Motives of Security in The Walking Dead. Social Security Discourses in One of the Most Successful Series of Recent Times

Philipp Reichenbach

Keywords: The Walking Dead, Security, Zombie, Horror, Post-Apocalyptic, Drama, Television, Series, Quality-TV, Comic, Migration, Fear, AMC, Frank Darabont, Robert Kirkman, Andrew Lincoln, Rick Grimes

Categories: Humanities, Social Sciences and Law

DOI: 10.17160/josha.5.6.446

Languages: German

Researchers are discussing whether the revival of zombie genre was inevitable, or whether the new wave of success after the genres' death in the 1990's could be linked to the first shock of Western Civilization in the 21st century, September 11, 2001. In this paper, I take a closer look at the television series The Walking Dead and the theme ‘security’ as one of the potential factors for its success.

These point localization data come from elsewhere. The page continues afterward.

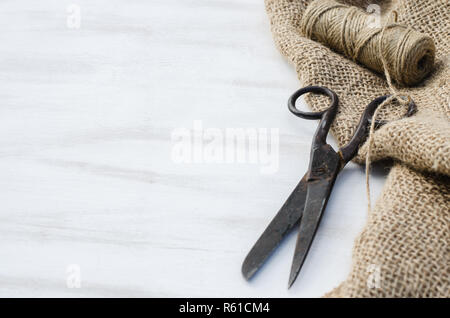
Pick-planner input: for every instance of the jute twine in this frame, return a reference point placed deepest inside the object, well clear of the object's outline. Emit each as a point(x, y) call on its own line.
point(408, 55)
point(393, 49)
point(403, 248)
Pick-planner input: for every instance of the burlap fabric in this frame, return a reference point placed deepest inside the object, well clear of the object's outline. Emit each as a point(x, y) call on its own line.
point(406, 238)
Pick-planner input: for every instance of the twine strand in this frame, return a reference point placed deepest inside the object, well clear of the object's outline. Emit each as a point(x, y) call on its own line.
point(408, 55)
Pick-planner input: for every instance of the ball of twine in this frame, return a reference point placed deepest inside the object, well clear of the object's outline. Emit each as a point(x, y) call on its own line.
point(407, 54)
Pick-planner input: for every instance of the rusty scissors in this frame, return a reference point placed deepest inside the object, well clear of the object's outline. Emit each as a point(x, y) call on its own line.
point(307, 202)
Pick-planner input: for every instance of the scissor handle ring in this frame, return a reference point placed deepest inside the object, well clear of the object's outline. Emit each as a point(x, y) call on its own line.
point(312, 89)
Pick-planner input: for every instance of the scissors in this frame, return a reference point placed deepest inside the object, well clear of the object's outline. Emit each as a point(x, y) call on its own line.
point(309, 199)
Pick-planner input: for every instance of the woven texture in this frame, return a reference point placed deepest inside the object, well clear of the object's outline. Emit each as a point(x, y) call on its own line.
point(407, 235)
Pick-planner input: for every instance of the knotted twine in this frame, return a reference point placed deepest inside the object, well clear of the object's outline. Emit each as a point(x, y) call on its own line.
point(393, 49)
point(408, 55)
point(406, 238)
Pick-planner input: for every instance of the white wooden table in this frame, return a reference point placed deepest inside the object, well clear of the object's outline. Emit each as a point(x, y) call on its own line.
point(93, 202)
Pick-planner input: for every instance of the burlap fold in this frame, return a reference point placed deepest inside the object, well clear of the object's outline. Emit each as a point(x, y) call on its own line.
point(406, 237)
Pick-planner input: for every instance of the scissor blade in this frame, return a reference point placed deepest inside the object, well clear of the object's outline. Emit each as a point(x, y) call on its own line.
point(285, 220)
point(316, 201)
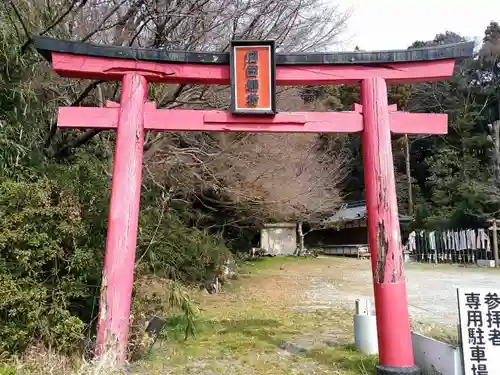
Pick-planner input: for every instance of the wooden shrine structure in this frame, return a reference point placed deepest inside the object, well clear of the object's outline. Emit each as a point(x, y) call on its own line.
point(253, 70)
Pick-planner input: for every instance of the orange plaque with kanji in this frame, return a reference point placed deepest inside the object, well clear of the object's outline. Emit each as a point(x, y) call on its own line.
point(253, 77)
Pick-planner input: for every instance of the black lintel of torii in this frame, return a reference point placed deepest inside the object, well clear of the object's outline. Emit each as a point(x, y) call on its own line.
point(46, 46)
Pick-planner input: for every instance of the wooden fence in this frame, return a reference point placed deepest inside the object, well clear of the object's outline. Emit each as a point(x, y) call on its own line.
point(450, 246)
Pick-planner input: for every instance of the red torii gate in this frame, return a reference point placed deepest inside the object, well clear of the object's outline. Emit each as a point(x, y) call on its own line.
point(374, 118)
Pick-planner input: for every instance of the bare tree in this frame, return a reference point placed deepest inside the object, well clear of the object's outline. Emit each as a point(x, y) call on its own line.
point(279, 175)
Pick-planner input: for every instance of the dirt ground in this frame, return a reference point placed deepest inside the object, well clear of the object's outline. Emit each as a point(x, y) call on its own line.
point(432, 290)
point(294, 316)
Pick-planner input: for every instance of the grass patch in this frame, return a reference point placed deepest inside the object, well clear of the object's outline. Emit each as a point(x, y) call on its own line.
point(254, 328)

The five security motives (1) insecure home, (2) human security risk, (3) search for stability, (4) endangered democracy, and (5) critical infrastructures and work on prevention, emphasize that 'security' and the constant search for it is a crucial, early characteristic of The Walking Dead. The characters in the series face a permanent threat and must try to transform this insecurity into (temporary) security, i.e. survival. On the basis of an analysis of the first two episodes of the first season, a statement is made whether security factors have an influence on the success of the series or not.